Tip 3. Choose Handlebars Made from Durable Materials to Ensure They Can Withstand Rough Terrain and Frequent Use
When choosing a comfortable handlebar for your mountain bike, make sure it’s made from durable materials. The handlebar should be strong enough to withstand the rough terrain and any sudden movements you may encounter during your ride. Look for high-quality products that are designed to last. If you are still deciding on your handlebar type, be sure to have a look at our tips and tricks for choosing mountain bike handlebar upgrades that will work well with your mountain bike.
Can You Put Different Handlebars on a Mountain Bike?
It’s important to note that some handlebars may require additional adapters or spacers to fit correctly onto your mountain bike.
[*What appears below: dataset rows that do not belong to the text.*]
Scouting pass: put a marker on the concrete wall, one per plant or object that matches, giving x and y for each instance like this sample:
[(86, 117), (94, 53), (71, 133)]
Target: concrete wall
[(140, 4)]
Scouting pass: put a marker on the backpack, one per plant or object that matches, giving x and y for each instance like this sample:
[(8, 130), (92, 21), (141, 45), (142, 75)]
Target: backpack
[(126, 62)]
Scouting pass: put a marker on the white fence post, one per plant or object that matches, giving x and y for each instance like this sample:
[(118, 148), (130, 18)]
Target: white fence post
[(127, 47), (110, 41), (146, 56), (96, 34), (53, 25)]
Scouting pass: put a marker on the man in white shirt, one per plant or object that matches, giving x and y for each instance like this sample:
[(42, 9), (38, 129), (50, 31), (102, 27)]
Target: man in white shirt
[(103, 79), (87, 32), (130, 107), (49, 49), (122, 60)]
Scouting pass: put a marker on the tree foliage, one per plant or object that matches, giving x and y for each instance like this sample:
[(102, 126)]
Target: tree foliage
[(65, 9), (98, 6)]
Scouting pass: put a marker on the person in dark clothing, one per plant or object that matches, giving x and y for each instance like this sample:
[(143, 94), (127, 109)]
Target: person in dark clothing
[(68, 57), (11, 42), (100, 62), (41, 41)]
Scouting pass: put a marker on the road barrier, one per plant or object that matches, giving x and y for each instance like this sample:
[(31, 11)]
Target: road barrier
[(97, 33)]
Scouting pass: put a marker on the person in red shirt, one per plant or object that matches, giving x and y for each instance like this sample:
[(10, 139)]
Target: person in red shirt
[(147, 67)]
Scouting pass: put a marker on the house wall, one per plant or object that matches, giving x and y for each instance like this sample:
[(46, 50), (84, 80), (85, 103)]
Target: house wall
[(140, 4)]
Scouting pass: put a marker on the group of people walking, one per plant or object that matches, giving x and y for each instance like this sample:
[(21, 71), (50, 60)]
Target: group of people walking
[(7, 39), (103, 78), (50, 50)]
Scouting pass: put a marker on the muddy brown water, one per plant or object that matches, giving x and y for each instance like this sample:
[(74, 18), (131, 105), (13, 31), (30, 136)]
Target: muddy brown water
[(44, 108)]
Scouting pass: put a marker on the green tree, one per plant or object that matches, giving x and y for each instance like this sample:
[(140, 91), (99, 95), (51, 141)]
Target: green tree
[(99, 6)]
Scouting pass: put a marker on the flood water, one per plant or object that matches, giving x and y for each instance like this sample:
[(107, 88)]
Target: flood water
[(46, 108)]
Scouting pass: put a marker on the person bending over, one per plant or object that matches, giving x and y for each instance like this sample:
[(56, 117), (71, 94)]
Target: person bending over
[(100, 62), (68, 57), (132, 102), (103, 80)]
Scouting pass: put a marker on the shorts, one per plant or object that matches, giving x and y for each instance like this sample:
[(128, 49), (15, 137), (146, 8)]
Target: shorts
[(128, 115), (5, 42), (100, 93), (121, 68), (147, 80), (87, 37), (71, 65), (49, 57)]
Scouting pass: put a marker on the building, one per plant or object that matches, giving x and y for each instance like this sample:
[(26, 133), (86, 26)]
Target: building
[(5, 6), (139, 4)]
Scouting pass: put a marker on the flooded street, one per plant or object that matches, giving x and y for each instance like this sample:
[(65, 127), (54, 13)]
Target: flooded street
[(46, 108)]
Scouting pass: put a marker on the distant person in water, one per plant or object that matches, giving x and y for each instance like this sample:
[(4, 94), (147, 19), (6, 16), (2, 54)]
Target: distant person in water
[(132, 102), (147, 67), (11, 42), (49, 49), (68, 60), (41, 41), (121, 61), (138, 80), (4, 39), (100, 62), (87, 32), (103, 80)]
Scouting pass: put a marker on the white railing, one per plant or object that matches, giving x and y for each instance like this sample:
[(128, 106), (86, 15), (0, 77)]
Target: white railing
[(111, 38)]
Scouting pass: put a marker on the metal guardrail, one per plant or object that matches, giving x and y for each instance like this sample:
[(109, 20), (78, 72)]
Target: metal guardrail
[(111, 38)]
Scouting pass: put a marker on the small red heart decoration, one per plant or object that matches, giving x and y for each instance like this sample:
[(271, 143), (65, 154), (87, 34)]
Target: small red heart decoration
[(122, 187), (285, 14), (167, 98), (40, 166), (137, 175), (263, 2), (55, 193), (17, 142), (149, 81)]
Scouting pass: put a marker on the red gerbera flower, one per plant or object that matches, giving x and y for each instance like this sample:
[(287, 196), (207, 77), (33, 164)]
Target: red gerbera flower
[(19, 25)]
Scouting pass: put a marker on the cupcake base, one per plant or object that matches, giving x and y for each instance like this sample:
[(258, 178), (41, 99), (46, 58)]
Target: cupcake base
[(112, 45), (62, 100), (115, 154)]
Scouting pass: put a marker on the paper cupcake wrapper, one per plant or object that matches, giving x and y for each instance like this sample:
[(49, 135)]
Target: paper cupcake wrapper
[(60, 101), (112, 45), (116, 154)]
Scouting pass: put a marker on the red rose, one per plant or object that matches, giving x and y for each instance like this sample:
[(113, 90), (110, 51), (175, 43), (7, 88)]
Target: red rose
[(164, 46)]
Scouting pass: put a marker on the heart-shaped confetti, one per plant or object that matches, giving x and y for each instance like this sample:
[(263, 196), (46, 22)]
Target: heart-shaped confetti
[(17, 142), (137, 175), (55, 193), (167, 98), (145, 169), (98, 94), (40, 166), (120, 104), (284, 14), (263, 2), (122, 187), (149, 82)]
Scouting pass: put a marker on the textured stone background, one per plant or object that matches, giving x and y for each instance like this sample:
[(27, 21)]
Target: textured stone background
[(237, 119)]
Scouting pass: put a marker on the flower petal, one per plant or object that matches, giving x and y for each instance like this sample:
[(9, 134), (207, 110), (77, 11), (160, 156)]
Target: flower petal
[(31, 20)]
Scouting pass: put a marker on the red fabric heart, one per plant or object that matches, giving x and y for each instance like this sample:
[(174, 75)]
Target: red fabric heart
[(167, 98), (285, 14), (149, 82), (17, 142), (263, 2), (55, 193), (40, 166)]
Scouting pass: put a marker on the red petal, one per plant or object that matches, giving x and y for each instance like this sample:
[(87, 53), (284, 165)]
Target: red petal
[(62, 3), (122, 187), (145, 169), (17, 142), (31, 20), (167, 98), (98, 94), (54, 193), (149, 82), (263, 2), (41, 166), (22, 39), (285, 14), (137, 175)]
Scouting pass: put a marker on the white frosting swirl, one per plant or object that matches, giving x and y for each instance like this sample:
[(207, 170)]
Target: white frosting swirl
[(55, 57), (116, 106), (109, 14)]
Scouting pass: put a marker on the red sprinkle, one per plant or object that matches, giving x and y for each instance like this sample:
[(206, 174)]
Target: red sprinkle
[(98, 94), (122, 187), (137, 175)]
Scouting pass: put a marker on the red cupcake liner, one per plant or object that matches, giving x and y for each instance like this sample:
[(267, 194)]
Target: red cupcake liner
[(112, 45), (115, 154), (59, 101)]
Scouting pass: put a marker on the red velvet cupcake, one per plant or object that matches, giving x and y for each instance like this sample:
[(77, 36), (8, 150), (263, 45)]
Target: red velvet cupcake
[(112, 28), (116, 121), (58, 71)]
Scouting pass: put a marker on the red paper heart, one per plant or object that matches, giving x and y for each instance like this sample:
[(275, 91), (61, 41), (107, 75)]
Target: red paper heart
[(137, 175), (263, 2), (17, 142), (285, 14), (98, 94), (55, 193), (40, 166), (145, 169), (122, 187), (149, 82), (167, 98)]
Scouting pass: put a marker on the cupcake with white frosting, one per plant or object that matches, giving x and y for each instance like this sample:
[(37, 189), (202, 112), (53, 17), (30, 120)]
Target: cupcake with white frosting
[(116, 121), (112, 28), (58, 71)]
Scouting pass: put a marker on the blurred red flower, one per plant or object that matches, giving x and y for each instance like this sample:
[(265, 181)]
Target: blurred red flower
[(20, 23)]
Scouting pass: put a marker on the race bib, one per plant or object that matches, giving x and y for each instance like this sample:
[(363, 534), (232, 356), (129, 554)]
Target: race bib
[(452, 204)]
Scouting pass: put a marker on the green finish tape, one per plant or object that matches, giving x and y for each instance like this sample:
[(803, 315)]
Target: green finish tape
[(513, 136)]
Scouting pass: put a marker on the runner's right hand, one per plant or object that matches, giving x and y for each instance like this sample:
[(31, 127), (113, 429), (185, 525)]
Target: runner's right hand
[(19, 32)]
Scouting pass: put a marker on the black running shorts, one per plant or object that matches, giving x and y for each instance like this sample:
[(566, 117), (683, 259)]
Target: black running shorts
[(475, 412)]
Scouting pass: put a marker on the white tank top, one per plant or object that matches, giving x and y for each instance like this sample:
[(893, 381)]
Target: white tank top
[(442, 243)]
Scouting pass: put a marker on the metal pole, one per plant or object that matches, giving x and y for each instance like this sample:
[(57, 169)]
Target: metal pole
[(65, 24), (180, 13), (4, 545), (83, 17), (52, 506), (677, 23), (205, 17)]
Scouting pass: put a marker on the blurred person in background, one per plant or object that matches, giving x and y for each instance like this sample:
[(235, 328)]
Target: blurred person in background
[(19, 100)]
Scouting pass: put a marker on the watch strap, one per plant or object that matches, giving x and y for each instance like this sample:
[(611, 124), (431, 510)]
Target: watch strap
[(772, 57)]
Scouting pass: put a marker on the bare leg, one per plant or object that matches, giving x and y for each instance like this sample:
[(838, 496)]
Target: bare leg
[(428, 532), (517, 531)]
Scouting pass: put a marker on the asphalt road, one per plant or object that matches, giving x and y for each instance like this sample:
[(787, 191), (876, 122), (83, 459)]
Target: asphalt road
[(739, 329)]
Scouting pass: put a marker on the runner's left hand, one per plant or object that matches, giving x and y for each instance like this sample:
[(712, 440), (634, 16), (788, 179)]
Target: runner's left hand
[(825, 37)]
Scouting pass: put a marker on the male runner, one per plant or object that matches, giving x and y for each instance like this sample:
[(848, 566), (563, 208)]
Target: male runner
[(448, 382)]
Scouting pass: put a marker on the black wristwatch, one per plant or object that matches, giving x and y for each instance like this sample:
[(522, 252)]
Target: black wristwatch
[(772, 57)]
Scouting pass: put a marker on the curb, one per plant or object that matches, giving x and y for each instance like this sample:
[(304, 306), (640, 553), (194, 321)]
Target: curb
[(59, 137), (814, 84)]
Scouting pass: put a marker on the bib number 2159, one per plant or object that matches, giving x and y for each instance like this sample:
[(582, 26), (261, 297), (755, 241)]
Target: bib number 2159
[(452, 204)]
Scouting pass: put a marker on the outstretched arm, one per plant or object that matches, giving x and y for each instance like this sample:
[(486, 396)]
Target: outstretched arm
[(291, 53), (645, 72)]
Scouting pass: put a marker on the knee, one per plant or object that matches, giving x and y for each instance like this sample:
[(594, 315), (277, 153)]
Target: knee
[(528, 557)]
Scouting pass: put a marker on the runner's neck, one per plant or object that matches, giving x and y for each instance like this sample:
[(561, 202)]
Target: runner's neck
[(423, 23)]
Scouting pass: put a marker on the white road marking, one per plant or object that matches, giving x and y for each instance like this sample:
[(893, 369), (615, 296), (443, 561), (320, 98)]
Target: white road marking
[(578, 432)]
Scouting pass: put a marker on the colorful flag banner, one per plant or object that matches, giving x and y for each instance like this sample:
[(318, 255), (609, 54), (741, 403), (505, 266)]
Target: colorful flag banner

Additionally, you may need to purchase a stem with an adjustable reach if the original stem is too short or long. Be sure to check the manufacturer’s instructions before installing new handlebars on your mountain bike.
It is possible to replace the handlebars on a mountain bike. To do so, start by removing the existing handlebar and stem. Next, measure the length and width of the old stem to ensure that the new stem and handlebar are the same size. Finally, attach the new stem and handlebar, making sure that all screws are properly tightened.
The right handlebars can significantly impact your mountain biking experience. When choosing between flat vs. riser handlebars, be sure to test out different handlebars to find the best one for your needs. Consider handlebars with thicker diameters, multiple-rise heights, and made from durable materials.
Additionally, installing different handlebars on your mountain bike is possible if you follow the manufacturer’s instructions. Our article about the simple steps for adding drop bars to a mountain bike as well as other essential mountain bike accessories, demonstrate how you can customize your bike with accessories that improve your comfort and enjoyment.